En el extenso inventario de problemas que el país confronta en la actualidad conviene retomar el tema de la gerencia pública, por constituir en sí misma en un campo de interés estratégico para el Estado. Para que el país funcione y pueda estar a la altura de los compromisos requiere de unas instituciones sanas, vigorosas, innovadoras y eficazmente dirigidas.
Es casi un lugar común registrar en diferentes ámbitos de la institucionalidad pública, situaciones que revelan la existencia de nudos críticos que entraban aún más su operatividad y su efectividad. Poco se habla en estas instancias de gestión, proyecto, indicadores, evaluación, políticas públicas.
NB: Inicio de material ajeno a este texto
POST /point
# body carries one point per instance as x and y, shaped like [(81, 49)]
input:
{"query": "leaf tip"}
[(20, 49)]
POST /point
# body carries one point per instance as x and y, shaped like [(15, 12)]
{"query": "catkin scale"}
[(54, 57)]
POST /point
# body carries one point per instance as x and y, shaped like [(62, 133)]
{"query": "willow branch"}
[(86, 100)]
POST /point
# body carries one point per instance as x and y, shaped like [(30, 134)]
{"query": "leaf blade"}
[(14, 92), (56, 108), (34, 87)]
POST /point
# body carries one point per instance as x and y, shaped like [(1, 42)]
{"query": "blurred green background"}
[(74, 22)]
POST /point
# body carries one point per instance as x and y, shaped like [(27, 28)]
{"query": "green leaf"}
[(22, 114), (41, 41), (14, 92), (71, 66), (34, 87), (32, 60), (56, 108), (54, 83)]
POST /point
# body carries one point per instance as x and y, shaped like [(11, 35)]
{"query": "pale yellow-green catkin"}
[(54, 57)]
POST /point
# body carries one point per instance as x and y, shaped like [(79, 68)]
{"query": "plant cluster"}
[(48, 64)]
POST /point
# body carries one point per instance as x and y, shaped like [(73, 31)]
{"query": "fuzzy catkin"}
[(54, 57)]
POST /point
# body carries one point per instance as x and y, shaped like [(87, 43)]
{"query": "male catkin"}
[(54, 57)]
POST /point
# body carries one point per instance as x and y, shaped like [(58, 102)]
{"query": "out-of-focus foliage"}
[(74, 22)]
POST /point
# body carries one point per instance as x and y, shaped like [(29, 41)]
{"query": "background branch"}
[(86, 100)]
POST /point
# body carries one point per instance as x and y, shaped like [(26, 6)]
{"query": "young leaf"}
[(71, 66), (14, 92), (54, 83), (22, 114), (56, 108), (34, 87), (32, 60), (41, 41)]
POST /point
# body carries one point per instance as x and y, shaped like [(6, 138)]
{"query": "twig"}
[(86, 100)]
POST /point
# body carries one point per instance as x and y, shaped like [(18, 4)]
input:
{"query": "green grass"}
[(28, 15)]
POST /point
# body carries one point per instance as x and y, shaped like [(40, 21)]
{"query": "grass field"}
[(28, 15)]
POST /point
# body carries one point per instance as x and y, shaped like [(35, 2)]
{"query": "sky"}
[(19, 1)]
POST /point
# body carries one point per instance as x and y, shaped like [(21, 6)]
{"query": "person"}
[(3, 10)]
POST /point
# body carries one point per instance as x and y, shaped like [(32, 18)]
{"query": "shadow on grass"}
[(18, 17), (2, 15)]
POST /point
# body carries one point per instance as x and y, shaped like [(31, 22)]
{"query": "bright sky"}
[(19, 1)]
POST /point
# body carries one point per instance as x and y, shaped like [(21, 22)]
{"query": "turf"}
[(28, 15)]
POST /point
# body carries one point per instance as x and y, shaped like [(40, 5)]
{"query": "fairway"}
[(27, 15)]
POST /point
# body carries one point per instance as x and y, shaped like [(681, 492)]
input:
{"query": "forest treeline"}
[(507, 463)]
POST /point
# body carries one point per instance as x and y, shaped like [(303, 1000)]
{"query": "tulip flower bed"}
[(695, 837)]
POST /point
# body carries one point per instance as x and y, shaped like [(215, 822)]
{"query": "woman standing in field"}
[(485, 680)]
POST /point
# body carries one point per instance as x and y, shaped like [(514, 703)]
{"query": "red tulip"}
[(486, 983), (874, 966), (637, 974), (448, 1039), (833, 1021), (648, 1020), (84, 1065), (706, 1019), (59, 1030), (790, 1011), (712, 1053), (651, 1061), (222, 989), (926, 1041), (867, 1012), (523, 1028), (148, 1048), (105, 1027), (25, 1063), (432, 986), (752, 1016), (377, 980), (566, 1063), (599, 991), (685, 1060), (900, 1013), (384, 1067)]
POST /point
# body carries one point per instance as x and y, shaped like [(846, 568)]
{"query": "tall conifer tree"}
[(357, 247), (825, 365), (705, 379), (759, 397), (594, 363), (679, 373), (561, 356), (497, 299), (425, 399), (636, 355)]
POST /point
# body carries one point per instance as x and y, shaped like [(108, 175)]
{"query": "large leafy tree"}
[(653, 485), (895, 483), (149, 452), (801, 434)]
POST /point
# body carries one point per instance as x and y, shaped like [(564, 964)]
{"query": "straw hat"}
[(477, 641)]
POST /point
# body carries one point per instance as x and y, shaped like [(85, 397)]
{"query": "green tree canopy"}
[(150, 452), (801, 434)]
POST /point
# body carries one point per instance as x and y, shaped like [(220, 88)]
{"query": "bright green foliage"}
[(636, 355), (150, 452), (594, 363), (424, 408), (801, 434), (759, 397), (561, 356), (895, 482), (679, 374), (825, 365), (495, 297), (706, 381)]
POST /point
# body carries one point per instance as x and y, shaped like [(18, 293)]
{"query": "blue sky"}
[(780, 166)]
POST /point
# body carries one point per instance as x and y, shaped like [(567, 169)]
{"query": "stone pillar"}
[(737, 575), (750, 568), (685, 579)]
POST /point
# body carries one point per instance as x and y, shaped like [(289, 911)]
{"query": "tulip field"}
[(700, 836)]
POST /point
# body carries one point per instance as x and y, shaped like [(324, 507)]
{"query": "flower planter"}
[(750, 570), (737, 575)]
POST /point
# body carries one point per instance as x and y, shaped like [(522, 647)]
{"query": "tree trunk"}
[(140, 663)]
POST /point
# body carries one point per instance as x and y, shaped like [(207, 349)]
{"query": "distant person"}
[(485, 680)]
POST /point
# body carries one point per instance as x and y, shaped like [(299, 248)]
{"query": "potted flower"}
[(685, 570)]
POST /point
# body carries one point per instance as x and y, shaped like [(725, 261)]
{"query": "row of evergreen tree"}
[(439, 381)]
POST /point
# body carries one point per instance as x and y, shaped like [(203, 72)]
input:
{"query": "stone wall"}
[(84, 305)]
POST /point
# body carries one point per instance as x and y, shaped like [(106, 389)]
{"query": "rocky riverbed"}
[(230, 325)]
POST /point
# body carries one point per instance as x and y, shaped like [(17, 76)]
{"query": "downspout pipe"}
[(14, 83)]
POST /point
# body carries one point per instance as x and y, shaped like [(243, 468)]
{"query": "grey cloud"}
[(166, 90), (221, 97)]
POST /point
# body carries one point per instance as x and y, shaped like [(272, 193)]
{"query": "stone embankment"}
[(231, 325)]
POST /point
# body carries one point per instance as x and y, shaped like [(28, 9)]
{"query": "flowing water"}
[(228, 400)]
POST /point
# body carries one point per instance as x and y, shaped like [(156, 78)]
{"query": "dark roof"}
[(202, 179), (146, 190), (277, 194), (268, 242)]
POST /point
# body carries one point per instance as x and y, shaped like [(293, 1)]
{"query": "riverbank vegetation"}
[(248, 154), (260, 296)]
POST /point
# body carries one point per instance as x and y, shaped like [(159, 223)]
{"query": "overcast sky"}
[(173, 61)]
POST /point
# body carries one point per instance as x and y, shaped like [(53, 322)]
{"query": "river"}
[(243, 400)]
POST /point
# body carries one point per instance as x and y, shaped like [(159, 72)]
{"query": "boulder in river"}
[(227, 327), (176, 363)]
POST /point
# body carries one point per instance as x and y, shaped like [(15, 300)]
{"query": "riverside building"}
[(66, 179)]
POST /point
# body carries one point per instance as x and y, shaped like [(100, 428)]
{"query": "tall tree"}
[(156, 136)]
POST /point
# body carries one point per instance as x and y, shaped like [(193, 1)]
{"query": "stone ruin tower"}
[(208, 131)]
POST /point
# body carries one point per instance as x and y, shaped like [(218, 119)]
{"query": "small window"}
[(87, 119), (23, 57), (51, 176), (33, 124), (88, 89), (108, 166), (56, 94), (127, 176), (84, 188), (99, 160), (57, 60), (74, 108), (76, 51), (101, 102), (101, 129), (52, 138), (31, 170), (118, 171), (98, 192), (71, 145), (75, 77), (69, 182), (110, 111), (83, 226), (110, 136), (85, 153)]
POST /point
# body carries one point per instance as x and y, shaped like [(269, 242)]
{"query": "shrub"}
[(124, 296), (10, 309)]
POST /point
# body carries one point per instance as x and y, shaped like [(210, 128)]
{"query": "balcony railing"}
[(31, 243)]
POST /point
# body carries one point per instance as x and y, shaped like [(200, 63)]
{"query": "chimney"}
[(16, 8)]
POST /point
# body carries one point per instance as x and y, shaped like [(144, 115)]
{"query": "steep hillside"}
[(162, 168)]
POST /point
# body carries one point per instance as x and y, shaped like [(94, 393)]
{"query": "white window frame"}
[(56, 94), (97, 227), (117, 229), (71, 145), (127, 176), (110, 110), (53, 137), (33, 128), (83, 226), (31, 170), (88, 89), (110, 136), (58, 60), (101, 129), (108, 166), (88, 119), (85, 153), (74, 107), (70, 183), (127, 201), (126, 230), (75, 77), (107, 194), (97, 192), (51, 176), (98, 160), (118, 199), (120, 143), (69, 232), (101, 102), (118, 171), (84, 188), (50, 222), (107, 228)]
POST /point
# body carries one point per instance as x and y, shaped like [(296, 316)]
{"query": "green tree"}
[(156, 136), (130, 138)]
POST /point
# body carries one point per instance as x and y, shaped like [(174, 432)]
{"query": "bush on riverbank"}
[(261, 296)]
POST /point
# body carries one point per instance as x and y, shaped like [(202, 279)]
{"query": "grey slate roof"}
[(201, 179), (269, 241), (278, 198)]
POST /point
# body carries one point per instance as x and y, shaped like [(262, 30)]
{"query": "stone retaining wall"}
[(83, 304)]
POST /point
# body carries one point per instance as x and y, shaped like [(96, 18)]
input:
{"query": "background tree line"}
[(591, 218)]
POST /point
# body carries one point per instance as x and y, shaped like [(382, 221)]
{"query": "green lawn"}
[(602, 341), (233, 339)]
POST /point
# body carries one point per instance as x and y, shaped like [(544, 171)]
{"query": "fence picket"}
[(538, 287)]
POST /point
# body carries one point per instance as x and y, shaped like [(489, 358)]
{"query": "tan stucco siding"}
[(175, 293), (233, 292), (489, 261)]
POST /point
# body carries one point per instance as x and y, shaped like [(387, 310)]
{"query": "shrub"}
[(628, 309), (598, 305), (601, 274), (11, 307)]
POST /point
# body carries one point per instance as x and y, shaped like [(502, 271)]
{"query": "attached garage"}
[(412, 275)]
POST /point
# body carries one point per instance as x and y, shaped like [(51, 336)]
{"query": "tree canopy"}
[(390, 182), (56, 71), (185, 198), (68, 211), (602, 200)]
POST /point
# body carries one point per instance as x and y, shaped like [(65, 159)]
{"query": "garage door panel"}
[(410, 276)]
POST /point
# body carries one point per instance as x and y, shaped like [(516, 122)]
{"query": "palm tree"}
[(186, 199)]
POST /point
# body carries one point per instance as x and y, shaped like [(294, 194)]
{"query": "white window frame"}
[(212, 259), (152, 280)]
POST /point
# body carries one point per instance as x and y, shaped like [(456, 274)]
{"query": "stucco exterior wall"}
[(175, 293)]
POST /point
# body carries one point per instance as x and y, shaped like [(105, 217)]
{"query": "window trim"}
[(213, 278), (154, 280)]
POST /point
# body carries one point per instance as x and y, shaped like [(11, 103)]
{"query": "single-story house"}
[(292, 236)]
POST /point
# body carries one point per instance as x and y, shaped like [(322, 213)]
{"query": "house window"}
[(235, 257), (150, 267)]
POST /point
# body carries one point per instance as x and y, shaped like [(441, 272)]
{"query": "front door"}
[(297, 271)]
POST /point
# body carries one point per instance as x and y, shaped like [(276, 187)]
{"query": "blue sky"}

Predomina una tendencia pragmática que se afinca en operativos y actividades puntuales como eje de acción exclusiva de las políticas (planes y programas). El inmediatismo y el activismo, salvo raras excepciones, se imponen dejando a un lado los estudios prospectivos y estratégicos. Los conocimientos y aportes de la gerencia han sido subestimados como si se tratase de un área contaminada o ajena a los procesos de la cotidianidad laboral. Siendo la planificación una herramienta fundamental observamos con preocupación su limitado uso y manejo en los cursos de acción institucional. Resulta paradójico que un gobierno que ha adoptado las doctrinas socialistas se deslinde con el paso del tiempo de las tendencias y el talante planificador que caracterizaron en buena medida los países socialistas (URSS, China, Alemania Oriental).
Desde los inicios del proceso bolivariano se intentó desmantelar un modelo de gestión pública heredado de los gobiernos adeco-copeyanos, con el agravante de no haberse diseñado en paralelo un proyecto alternativo ni mucho menos una visión que pudiese adecuarse a los grandes lineamientos estratégicos del estado. El propio Chávez mostró su preocupación con el tema, pero la misma necesidad de producir cambios rápidos en el corto plazo lo lleva a implantar el modelo de las misiones como una alternativa para contrarrestar la acción tardía e ineficaz de la burocracia institucional y enfrentar las actitudes de resistencia enquistadas en algunas dependencias oficiales. No obstante, las misiones son concebidas desde una visión pragmática, como estructuras paralelas, que no permean, ni retroalimentan el aparato estatal. Ante la ausencia de acompañamiento técnico y de evaluación terminan reproduciendo los mismos vicios del modelo que se pretendía suplantar.
Con el permiso de Gramsci: lo viejo al parecer nunca murió y lo nuevo nunca nació. Allí reside, en buena medida, parte del drama que hoy padecemos: antiguos conflictos y tensiones se entremezclan con nuevas desviaciones para configurar un espacio caótico minado de contradicciones, anomalías e incongruencias. Una misma línea de continuidad, una misma ruta por donde la gestión pública sigue su curso pretérito navegando bajo temporales difíciles de amainar.
Cabe preguntarse ¿Porqué instituciones relativamente nuevas lucen tan desgastadas y de espaldas a los enfoques y propósitos para los cuales fueron diseñadas? ¿Qué tipo de mecanismos de modelaje operan para que se reproduzcan ipso facto las tendencias burocráticas harto criticadas de las instituciones de la Cuarta República?
La dimensión cultural constituye una pista certera para rastrear no solo el origen de nuestras debilidades y fallas, sino también para vislumbrar con certeza nuevas zonas de exploración y de análisis. Ciertamente, se mantiene intacta la misma estructura mental, la misma manera de actuar, la misma cultura. Repensar entonces, el tema de la institucionalidad pública desde la perspectiva cultural, constituye uno de los posibles referentes para calentar neuronas y reimpulsar esta tarea tan clave como necesaria en el fortalecimiento del Estado y en la construcción de una nueva institucionalidad.